[Speex-dev] More frames in one packet

Steve Checkoway s at pahtak.org
Wed Jul 27 18:27:00 PDT 2011


On Jul 27, 2011, at 5:22 PM, Jean-Marc Valin wrote:

> speex_bits_write() does automatically include a terminator. Just be
> aware that if there's less than 5 remaining bits in the current byte, it
> does not need to do so since there could not possibly be another frame.

I think there is a bug in nb_celp.c related to this. If there are exactly 5 terminator bits at the end of the bits, then nb_decode() will remove them, leaving 0 additional bits. I.e., if the last octet of a packet looks like abc01111, all bits will be removed.

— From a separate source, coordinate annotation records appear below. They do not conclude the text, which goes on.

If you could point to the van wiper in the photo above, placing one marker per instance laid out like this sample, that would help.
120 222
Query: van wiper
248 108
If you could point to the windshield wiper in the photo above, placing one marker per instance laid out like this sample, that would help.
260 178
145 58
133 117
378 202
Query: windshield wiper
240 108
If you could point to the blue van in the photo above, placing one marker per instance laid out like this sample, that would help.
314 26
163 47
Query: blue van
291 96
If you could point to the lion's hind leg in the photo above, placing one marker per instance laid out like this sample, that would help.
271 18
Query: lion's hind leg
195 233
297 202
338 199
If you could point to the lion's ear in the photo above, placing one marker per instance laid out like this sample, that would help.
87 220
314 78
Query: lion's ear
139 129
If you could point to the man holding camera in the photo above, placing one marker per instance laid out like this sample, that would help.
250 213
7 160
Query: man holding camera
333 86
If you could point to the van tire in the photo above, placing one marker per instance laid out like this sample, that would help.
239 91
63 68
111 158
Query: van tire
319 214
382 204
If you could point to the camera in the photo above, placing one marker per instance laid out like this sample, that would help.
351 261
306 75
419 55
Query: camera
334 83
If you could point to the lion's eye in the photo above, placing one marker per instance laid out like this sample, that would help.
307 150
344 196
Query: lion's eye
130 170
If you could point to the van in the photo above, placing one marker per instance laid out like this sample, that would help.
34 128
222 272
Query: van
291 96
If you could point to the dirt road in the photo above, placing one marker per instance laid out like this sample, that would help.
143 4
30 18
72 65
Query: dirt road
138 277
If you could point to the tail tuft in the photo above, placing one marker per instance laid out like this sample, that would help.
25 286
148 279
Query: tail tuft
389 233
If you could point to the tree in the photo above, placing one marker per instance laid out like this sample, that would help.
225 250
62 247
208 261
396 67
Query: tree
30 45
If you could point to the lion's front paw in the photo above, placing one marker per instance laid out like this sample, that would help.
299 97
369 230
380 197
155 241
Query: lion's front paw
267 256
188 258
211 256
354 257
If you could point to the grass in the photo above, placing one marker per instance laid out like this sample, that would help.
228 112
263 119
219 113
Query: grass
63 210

The other possibilities leave bits after a decode:

=================================
final octet	bits after decode
---------------------------------
a0111111	11
ab011111	1
abc01111	
abcd0111	0111
abcde011	011
abcdef01	01
abcdefg0	0
abcdefgh	
=================================

Line 1128 of nb_celp.c (and most likely similar lines in any other decoders) should not just return -1 if speex_bits_remaining(bits) < 5. Instead, if there are no bits, it should return -1. If there are fewer than 5 bits, it should extract them and ensure that they are in fact the appropriate terminator bits, returning -1 if so, and -2 if not. (As a side note, returning -1 for an expected condition seems wrong, but probably too late to change now.)

Likewise, line 1175 should get the remainder of the bits in the octet, ensure that they are the correct terminator, returning -1 if so, -2 if not.

Doing this would make the behavior consistent with regard to removing the terminator during a decode.

At any rate, the terminator seems broken on the TI C5x DSP since as I understand the terminator (from RFC 5574), it's 0 followed by 1s until the end of the octet, but here this could insert an additional octet of the form 01111111 or 11111111. (Note that by definition, the size of a char is 1 byte, you can have more than 8 bits per byte (and hence per char). Thus BYTES_PER_CHAR is misnamed.)